P&R-Pleite: Anklage wegen Betrug erhoben

Sachwerte von Michael Fiedler

P&R-Pleite: Die Staatsanwaltschaft München hat gegen den Gründer des insolventen Container-Vermieters Anklage erhoben. Heinz R., der sich bereits in Untersuchungshaft befindet, wird gewerbsmäßiger Betrug und Steuerhinterziehung vorgeworfen.

Container Vermietung P&R Staatsanwaltschaft

Die Staatsanwaltschaft München hat nun Anklage gegen P&R-Firmengründer Heinz R. erhoben. Bild: Matthias Balk/dpa

In Sachen P&R-Pleite hat die Staatsanwaltschaft München nun Anklage gegen Firmengründer Heinz R. erhoben. Der Vorwurf: gewerbsmäßiger Betrug in 414 Fällen, darunter 88 Fälle mit Verursachung eines Schadens großen Ausmaßes und Steuerhinterziehung in 12 Fällen.

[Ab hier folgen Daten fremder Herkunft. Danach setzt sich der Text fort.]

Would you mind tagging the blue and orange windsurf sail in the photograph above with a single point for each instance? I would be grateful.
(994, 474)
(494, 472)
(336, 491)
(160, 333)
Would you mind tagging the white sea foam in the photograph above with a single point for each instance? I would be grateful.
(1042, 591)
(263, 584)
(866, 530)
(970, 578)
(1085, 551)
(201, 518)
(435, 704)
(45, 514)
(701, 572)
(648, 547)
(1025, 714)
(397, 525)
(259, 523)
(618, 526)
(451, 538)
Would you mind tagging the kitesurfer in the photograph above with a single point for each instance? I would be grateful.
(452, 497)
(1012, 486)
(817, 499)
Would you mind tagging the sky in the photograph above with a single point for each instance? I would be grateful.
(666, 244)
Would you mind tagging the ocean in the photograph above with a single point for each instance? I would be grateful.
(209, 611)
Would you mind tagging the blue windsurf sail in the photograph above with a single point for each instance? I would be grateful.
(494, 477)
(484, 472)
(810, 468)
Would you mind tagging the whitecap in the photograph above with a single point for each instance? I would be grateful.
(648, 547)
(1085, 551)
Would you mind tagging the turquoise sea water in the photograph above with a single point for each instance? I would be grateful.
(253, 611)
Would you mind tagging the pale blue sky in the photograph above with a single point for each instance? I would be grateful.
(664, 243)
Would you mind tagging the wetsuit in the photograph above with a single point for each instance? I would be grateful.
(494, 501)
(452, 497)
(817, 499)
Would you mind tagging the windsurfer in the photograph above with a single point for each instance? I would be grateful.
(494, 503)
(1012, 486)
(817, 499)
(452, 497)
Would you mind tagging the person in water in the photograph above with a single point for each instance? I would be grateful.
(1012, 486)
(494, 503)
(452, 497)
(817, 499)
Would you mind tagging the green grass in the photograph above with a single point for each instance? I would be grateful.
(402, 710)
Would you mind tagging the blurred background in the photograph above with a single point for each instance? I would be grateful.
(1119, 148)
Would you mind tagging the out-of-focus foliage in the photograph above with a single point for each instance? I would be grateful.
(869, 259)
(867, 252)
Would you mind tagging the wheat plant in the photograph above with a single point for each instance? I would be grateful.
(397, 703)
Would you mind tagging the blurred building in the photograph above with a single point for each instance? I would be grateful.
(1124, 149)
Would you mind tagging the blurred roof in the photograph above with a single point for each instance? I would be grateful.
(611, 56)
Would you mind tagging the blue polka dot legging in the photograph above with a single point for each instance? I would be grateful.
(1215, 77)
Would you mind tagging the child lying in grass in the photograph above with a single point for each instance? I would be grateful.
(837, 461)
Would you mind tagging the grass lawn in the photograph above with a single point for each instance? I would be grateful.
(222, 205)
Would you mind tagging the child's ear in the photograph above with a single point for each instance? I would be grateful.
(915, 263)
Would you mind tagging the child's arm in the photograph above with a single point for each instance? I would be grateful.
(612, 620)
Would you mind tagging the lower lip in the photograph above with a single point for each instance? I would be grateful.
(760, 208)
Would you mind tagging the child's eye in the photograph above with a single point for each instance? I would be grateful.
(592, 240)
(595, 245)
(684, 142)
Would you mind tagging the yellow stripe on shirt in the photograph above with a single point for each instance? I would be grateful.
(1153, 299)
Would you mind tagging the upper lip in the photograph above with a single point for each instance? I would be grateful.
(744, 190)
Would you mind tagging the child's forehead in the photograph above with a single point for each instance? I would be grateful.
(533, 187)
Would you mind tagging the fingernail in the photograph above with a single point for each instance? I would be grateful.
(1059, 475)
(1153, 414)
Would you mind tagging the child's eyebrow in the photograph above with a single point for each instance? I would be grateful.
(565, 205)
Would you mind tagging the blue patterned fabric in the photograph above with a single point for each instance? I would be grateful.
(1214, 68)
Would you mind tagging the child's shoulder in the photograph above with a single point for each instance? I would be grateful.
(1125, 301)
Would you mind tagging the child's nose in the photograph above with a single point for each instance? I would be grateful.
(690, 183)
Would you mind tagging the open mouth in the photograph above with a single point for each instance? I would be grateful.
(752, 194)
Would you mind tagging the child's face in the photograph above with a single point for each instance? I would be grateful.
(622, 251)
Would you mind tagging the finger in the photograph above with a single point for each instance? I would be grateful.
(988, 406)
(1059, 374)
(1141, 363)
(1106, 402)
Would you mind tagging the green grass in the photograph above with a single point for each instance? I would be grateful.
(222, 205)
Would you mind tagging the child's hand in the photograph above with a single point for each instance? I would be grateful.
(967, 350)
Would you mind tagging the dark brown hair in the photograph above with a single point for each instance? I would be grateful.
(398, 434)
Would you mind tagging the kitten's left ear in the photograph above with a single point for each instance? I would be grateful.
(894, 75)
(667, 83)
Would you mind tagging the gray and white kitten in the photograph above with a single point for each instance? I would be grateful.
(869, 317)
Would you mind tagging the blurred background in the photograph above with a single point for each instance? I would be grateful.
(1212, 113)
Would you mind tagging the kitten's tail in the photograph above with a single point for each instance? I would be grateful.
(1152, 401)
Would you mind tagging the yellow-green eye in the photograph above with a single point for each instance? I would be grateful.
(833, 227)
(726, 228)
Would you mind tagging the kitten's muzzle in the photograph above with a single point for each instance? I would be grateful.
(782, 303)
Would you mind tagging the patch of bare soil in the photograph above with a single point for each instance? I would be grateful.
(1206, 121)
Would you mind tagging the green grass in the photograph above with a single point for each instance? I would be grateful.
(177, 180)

Laut Staatsanwaltschaft sah das Geschäftsmodell der P&R-Gruppe vor, Anlegern Frachtcontainer als Sachanlage zu verkaufen, die diese dann sofort wieder an P&R zurückvermieteten. P&R ihrerseits vermietete die Container an Leasinggesellschaften, die die Container an Reedereien verleasten. Nach Ablauf der Mietzeit kaufte die P&R die Container zu einem zuvor in Aussicht gestellten Rückkaufpreis von den Anlegern zurück und verwertete die Container bis zum Ablauf ihrer wirtschaftlichen Nutzungsdauer als Anlageobjekt im Rahmen anderer Anlageangebote weiter.
Ab 2007 seien dann mehr Container an Anleger verkauft worden, als tatsächlich vorhanden waren. Da aber in der Folgezeit die mit dem Ist-Bestand erwirtschafteten Einnahmen nicht zur Bezahlung der auf den Soll-Bestand zu leistenden Zahlungen an die Anleger ausreichten, wurden im stetig steigendem Maße Gelder von Neuanlegern zur Auszahlung vermeintlicher Renditen an Bestandsanleger verwendet, so der Vorwurf der Staatsanwaltschaft. Dadurch wuchs die Fehlbestandsquote kontinuierlich an und betrug beim Zusammenbruch der deutschen P&R-Gesellschaften im März 2018 mehr als 60 Prozent.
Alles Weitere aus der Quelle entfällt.